Like many institutions in Australia, Canada, the US and the UK, Wollongong has a major commitment to educating international students and to increasing the opportunity for Australian students to study with overseas collaborators. Wollongong is among a small number of institutions that has more students studying overseas than at our main campus in New South Wales. Our international campuses in Dubai, Hong Kong and Malaysia require the university to teach in a wide range of cultural settings and create opportunities for research and knowledge exchange aligned to the innovation strategies of these territories. The diversification of the university has enhanced student mobility and shaped our approach to transdisciplinary research in ways that we could not have imagined at the time of our foundation in 1975.
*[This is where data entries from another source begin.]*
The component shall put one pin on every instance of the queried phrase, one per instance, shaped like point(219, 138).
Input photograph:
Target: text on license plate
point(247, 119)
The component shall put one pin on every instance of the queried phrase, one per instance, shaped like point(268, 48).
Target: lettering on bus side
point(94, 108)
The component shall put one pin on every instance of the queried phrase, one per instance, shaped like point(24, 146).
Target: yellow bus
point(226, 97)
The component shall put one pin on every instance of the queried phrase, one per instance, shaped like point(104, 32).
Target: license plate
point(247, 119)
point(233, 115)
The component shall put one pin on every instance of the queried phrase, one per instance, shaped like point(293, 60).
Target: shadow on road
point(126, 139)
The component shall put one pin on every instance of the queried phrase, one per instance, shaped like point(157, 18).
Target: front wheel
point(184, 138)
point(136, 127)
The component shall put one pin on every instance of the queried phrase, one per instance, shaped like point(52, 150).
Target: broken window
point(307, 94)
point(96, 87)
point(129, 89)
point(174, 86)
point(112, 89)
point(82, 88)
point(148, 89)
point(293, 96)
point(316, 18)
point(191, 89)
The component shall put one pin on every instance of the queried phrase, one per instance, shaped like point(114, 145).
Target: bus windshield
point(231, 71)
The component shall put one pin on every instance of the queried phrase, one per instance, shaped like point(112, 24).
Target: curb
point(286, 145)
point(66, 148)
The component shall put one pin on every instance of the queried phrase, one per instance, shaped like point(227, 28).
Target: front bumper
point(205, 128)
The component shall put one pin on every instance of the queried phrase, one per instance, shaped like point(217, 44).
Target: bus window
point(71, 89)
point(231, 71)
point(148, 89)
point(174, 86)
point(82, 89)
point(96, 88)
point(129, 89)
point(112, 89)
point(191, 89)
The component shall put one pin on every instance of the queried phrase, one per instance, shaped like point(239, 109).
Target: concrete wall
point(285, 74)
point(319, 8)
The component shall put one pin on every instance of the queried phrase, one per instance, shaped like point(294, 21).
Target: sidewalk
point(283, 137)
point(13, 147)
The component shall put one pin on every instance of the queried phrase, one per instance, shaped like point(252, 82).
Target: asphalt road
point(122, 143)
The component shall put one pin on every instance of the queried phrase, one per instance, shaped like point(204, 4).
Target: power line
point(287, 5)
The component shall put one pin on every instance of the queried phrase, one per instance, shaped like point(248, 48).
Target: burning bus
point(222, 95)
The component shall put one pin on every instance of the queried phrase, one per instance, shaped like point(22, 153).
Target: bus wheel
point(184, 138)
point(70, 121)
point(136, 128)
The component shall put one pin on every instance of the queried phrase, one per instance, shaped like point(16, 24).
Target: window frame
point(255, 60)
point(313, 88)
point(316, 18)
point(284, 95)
The next decade will place much pressure on universities. Every institution will need to reinvest in their campuses and course portfolio. The emergence of 5G and artificial intelligence and the changing demands of our students and staff will drive the rate of reinvention.

All of this will require financial resources and supply-side investment by governments. It is unlikely that taxpayers will have the confidence to support this without a new form of compact with the sector.

Higher education will have to demonstrate speed of action, flexibility in approaches to collaboration with industry partners and a readiness to show how our efforts are relevant to the needs of all our communities. We were able to do some of these things 50 years ago. The big question is whether we have the appetite to reposition the sector once more in the spirit of the present.?

Paul Wellings is vice-chancellor of the University of Wollongong.